Monitoring Dashboard

Prometheus ServiceMonitor

apiVersion: monitoring.coreos.com/v1
kind: ServiceMonitor
metadata:
  name: dcgm-exporter
  namespace: gpu-operator
spec:
  selector:
    matchLabels:
      app: nvidia-dcgm-exporter
  endpoints:
    - port: gpu-metrics
      interval: 15s

Key Grafana Dashboard Panels

Panel	PromQL Query
GPU Utilization	`DCGM_FI_DEV_GPU_UTIL`
Memory Usage	`DCGM_FI_DEV_FB_USED / (DCGM_FI_DEV_FB_USED + DCGM_FI_DEV_FB_FREE) * 100`
GPU Temperature	`DCGM_FI_DEV_GPU_TEMP`
Power Usage	`DCGM_FI_DEV_POWER_USAGE`
XID Errors	`rate(DCGM_FI_DEV_XID_ERRORS[5m])`

Conclusion

NVIDIA GPU Operator significantly reduces the complexity of managing GPU infrastructure on Kubernetes. With a single ClusterPolicy, you can automate everything from drivers to monitoring, and maximize GPU utilization through MIG and time-slicing.

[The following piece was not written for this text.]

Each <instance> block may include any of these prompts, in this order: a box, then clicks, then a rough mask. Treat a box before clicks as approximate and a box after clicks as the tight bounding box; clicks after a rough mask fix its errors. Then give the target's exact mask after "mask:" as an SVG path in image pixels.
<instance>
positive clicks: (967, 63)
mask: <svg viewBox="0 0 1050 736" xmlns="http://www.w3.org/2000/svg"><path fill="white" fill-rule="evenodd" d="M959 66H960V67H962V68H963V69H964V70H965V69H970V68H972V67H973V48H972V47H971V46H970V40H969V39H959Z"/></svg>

In the next post, we will explore combining KubeVirt with GPU Operator to leverage GPU acceleration in VMs.

Quiz: GPU Operator Knowledge Check

Q1. What is the correct initialization order of GPU Operator components?

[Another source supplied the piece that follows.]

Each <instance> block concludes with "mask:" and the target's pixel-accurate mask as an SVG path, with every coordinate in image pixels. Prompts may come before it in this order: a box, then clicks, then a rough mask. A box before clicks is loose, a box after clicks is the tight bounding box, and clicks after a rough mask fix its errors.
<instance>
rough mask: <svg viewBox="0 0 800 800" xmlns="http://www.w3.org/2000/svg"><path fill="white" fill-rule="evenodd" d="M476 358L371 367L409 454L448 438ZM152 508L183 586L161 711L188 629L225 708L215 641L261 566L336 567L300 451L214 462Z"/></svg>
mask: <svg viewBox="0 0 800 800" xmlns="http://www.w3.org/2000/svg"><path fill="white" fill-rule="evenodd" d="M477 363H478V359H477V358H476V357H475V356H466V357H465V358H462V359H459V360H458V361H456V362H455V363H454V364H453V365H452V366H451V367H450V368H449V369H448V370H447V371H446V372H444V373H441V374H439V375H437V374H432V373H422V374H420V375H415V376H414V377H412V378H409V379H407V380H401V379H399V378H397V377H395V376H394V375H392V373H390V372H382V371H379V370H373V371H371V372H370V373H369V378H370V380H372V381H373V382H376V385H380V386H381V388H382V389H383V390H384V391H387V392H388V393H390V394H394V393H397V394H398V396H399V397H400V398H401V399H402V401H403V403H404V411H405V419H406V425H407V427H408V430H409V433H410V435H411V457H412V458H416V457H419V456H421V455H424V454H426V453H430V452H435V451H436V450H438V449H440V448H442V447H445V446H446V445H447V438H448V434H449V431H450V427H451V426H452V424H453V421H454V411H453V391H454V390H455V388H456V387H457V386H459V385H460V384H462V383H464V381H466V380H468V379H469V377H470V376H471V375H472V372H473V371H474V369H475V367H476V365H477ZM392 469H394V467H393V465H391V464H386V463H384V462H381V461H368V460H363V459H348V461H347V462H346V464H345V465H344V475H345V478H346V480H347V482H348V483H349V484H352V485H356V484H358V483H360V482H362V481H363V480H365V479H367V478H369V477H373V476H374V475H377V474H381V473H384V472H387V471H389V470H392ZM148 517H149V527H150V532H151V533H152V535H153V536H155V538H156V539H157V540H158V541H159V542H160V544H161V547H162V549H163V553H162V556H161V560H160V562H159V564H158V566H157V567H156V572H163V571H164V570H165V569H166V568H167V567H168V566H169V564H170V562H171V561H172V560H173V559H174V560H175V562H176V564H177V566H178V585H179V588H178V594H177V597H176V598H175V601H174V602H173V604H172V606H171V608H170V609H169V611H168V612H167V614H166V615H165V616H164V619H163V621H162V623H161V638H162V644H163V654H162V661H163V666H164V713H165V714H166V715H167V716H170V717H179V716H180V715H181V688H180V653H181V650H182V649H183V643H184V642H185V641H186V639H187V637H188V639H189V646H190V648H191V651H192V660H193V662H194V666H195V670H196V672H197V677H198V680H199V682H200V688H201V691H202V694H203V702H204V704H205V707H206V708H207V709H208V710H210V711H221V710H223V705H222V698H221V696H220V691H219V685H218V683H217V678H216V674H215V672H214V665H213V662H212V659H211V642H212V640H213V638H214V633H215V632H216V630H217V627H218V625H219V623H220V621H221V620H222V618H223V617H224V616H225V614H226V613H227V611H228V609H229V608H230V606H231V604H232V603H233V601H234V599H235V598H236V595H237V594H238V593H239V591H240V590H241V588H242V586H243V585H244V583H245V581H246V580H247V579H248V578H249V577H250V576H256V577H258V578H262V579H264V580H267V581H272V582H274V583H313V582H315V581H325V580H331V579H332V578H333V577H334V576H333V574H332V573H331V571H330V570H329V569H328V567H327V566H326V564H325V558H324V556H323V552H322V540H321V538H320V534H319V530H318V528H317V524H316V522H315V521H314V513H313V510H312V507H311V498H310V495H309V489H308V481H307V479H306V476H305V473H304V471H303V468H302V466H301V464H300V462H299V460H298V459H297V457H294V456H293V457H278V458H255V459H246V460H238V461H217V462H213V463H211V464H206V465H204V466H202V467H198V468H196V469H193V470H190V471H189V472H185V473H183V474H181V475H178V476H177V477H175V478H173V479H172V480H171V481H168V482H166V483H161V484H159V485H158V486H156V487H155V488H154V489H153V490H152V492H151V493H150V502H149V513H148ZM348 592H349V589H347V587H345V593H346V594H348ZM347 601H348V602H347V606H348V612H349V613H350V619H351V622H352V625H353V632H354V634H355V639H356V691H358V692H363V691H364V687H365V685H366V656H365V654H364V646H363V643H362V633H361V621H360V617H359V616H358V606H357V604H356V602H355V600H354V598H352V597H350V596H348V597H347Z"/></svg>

A) Device Plugin -> Driver -> Toolkit -> GFD B) Driver -> Toolkit -> Device Plugin -> GFD C) Toolkit -> Driver -> Device Plugin -> GFD D) GFD -> Driver -> Toolkit -> Device Plugin

Answer: B) Components initialize in the order: Driver -> Toolkit -> Device Plugin -> GFD. Each step depends on the previous one.

Q2. What is the role of GPU Feature Discovery (GFD)?

A) Install GPU drivers B) Configure container runtime C) Detect GPU info and add node labels D) Export GPU metrics to Prometheus

Answer: C) GFD detects GPU model, driver version, CUDA version, MIG support, and more, adding them as Kubernetes node labels.

Q3. How can multiple Pods share a GPU that does not support MIG?

A) Use vGPU Manager B) Configure GPU time-slicing C) Increase Device Plugin replicas D) GPU partitioning is not possible

Answer: B) GPU time-slicing enables multiple Pods to share a GPU through time-division on devices without MIG support.

Q4. Which metric is NOT provided by DCGM Exporter?

A) GPU utilization B) GPU temperature C) Per-pod network bandwidth D) XID error count

Answer: C) DCGM Exporter only provides GPU-related metrics. Network bandwidth is outside the scope of GPU monitoring.